The video confirmation of the orca calf eating the seal meat gave the rescue team, comprised of Indigenous leaders, federal Fisheries Department specialists and fishing experts, more time to consider their options.

"I think there's a really good chance she can make it," said marine scientist Jared Towers, who has been working with the rescue team since March 23 when the calf became trapped alone after the death of her pregnant mother.

"She's proved very resilient here in the three-and-a-half weeks that we've known her to be stuck in the inlet," he said. "She's pretty healthy considering she hasn't eaten a lot during that time. She's behaving like a killer whale. She's calling. She's broadcasting that she's around and that's really what it's going to take for her to connect with other whales."

Towers, who studies the movements, behaviour and abundance of west coast B.C. whales with Bay Cetology, said he spotted Gray whales Friday in ocean waters near Zeballos, located more than 450 kilometres northwest of Victoria. But there was no recent sign of killer whales that may be related to the trapped calf.

The last confirmed sighting of members of the young orca's pod was more than two weeks ago in the Barkley Sound area south of Zeballos and near Port Alberni, he said.

The calf, about three metres long and estimated to weigh about 700 kilograms, has been named kwiisahi?is, or Brave Little Hunter by the local Ehattesaht First Nation.
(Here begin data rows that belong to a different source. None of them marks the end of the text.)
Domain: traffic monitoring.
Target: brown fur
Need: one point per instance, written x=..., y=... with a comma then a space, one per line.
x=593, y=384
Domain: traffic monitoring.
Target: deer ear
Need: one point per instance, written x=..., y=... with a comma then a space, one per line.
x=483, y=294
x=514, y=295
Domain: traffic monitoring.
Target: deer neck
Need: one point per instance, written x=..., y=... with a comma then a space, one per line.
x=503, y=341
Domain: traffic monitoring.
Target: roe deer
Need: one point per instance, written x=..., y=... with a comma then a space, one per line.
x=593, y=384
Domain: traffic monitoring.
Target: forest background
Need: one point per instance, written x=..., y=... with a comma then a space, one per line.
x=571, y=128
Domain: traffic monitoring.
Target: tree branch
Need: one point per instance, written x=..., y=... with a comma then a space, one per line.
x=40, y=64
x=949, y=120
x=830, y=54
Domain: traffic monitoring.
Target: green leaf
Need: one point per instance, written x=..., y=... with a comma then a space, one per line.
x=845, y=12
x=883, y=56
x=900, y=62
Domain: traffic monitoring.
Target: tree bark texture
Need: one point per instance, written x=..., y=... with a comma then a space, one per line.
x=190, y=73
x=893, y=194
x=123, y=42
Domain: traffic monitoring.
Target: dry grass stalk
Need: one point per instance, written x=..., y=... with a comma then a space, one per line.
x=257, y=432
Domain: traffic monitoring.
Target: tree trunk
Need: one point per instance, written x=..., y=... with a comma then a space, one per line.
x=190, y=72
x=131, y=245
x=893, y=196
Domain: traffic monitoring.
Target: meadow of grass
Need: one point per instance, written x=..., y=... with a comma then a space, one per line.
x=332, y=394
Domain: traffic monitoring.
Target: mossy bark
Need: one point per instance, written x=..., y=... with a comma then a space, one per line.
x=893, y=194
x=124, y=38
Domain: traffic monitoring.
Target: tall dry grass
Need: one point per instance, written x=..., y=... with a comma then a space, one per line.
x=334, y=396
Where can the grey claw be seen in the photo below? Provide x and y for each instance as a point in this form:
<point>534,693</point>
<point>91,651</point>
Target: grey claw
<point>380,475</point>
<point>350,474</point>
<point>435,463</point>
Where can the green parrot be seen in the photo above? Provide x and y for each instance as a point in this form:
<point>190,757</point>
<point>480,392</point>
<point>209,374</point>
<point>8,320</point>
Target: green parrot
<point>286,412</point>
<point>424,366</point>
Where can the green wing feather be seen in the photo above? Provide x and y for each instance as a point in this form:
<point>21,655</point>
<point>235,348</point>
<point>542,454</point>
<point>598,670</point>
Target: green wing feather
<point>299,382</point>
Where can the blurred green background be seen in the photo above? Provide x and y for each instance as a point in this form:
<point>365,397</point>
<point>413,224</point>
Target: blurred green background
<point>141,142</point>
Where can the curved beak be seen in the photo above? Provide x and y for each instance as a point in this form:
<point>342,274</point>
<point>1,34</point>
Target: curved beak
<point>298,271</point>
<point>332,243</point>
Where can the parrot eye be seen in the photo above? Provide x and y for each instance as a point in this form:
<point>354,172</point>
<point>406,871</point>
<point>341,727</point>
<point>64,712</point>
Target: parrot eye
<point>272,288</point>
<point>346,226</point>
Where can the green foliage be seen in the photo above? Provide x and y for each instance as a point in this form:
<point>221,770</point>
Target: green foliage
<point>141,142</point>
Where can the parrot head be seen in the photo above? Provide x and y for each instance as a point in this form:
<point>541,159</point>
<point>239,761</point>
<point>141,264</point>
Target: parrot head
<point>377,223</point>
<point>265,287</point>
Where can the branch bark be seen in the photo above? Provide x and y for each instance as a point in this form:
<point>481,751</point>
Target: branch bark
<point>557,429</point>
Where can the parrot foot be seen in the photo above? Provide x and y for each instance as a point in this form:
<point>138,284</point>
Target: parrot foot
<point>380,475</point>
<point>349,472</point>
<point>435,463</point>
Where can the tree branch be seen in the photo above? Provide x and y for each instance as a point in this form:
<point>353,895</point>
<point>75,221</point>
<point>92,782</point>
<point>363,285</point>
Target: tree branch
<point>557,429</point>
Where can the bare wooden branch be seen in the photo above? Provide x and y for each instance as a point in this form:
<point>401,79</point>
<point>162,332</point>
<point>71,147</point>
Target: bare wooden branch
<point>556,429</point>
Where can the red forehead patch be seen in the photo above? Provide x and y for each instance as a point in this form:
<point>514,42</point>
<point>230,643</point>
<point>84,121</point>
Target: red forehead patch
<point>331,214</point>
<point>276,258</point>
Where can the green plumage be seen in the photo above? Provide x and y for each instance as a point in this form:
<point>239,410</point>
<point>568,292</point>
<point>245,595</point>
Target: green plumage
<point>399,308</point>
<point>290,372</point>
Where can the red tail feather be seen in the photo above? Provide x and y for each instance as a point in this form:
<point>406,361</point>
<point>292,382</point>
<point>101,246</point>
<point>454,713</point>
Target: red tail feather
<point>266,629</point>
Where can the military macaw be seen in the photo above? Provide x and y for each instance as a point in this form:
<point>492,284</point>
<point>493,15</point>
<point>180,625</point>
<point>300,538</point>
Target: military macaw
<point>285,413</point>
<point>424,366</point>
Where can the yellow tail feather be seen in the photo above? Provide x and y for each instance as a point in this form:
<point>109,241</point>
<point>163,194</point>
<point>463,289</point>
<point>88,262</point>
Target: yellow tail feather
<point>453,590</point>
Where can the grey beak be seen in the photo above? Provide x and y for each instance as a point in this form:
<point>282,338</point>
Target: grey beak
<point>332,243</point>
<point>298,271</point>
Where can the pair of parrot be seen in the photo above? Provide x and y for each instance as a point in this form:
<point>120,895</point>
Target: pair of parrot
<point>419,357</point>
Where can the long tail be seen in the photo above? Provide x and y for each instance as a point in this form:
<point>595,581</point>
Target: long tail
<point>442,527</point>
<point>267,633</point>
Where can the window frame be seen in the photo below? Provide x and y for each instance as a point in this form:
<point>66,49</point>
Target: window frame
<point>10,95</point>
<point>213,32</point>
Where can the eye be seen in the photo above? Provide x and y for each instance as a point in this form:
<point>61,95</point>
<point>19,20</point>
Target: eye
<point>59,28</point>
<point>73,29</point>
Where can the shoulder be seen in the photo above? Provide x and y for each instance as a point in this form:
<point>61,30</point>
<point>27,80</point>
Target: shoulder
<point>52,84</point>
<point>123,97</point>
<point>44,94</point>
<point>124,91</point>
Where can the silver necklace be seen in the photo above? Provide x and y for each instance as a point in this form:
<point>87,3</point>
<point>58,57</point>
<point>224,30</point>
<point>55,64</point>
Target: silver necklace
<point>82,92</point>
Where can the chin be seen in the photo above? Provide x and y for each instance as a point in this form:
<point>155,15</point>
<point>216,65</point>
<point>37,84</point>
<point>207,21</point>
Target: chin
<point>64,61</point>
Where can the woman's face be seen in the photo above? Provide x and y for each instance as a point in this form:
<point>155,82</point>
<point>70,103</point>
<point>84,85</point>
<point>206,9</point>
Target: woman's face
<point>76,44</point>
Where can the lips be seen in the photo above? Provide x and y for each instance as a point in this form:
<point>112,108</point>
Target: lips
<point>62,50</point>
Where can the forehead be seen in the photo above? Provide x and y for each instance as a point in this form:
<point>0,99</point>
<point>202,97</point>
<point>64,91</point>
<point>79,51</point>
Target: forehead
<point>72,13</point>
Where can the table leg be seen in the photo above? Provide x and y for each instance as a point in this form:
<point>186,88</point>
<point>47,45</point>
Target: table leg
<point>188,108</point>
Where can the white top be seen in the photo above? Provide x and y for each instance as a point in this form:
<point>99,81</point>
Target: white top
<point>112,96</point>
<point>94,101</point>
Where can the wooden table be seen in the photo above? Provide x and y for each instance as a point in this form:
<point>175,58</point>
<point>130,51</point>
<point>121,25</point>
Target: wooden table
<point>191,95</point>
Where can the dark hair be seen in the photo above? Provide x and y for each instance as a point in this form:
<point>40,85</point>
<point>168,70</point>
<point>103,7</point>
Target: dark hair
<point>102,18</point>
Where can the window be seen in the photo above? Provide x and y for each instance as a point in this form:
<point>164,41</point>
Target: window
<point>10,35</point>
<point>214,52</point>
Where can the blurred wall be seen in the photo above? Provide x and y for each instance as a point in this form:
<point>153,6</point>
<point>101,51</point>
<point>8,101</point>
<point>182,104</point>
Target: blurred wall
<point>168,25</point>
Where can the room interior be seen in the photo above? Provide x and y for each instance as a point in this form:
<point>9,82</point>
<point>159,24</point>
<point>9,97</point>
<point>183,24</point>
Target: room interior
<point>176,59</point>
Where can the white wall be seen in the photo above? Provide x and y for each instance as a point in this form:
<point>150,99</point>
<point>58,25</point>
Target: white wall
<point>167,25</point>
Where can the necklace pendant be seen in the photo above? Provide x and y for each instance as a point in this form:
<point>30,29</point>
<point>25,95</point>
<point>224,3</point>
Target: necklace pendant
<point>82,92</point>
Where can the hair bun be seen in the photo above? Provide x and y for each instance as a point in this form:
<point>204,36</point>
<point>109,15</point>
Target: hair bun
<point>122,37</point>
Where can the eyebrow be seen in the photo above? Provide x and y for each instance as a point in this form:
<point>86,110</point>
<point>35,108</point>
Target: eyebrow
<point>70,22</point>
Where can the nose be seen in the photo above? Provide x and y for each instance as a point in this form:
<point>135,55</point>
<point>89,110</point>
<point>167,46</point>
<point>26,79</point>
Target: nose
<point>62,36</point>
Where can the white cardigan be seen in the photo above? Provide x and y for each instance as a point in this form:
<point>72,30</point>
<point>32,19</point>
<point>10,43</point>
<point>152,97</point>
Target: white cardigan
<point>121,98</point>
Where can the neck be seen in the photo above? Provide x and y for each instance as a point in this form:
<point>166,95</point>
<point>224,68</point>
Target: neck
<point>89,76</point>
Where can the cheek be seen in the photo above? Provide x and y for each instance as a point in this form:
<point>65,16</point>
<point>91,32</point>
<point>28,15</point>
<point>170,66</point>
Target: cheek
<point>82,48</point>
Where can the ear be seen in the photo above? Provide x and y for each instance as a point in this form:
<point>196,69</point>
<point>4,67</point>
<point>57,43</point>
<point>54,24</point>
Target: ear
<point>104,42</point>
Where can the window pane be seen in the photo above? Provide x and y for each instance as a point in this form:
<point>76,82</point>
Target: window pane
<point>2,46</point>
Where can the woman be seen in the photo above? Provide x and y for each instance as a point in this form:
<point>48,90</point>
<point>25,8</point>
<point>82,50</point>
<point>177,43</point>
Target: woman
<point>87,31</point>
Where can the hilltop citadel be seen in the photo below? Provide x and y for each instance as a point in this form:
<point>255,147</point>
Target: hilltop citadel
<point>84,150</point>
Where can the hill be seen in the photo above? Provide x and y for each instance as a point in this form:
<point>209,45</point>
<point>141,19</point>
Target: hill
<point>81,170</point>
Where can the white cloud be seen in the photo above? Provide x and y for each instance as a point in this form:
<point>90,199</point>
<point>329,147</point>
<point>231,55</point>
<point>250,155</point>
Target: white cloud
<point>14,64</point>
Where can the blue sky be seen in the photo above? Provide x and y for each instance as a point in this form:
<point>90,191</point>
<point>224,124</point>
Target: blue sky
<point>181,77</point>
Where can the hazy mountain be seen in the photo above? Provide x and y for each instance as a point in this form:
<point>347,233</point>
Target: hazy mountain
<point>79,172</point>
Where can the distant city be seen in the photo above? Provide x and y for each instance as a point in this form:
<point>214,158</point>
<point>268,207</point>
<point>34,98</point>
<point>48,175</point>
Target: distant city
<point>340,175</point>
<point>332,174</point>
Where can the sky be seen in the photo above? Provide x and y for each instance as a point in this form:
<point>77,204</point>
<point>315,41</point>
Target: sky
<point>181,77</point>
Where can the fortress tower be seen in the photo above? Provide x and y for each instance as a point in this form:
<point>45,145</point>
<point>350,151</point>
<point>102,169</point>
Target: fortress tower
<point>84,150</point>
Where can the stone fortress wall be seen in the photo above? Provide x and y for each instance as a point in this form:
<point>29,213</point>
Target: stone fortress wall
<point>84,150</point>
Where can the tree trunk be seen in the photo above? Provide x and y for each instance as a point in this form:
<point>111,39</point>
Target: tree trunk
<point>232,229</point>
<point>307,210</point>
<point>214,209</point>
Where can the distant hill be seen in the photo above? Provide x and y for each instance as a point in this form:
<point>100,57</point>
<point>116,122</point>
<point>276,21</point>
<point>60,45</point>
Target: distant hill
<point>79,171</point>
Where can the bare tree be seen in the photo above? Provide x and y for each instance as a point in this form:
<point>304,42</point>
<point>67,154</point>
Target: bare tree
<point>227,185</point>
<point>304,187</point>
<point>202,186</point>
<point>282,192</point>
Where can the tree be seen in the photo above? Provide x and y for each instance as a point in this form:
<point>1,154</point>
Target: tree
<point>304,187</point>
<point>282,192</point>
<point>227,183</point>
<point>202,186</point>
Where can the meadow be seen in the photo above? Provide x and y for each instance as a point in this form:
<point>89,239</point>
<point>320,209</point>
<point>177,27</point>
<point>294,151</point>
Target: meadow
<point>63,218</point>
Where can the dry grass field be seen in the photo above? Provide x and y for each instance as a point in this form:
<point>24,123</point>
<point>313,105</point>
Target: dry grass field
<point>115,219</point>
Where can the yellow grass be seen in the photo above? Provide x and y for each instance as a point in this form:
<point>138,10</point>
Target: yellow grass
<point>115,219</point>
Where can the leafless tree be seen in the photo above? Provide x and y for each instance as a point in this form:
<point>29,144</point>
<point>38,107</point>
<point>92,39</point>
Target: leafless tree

"This population is called Bigg's killer whales, they're transient killer whales and there's several families and the T109 lineage includes 24 living members now, including kwiisahi?is," Towers said. "A lot of them spend a lot of their time off the west coast of Vancouver Island and they roam between here and Haida Gwaii, even down in the Salish Sea occasionally."

He said it is not uncommon for the younger killer whales to break off from their family groups for extended periods of time and return later, a characteristic that gives the rescue team hope the young orca will eventually reunite with her family if she can get back to the ocean.

Paul Cottrell, the federal Fisheries Department's marine mammal co-ordinator, said the orca calf's willingness to eat seal meat provided by a local Indigenous fisheries steward raises the rescue team's confidence.

The rescue team may now explore a "carrot option" to coax the orca to shallower water by using seal meat to attract her, he said.

Cottrell said if the team is successful in releasing the young orca to the open ocean, members hope to observe her movements and hopefully report a marine family reunion.

"In terms of attaching a satellite tag to this young calf, we were considering that but it also adds additional stress to the animal and there is infection possibilities," he said. "How we would approach it is to continue to monitor the area if the animal is released. We should know in a relatively short time if the animal is reunited with a pod."

Cottrell said the west coast of Vancouver Island is home to many First Nations, whale researchers and boaters "who are keeping us informed where the whales are."

Towers said he's also optimistic about the calf's chances, noting similar rescue efforts and subsequent reunions have been successful in the past.

"We've also done a rescue of a four-year-old female Bigg's killer whale in a similar situation to this just over 10 years ago," he said. "That whale was in much poorer health than kwiisahi?is and it took a couple weeks but that whale eventually showed up again, and then it was not for a few months until after that sighting that it showed up with other whales."

That whale is now a healthy adult female, he added.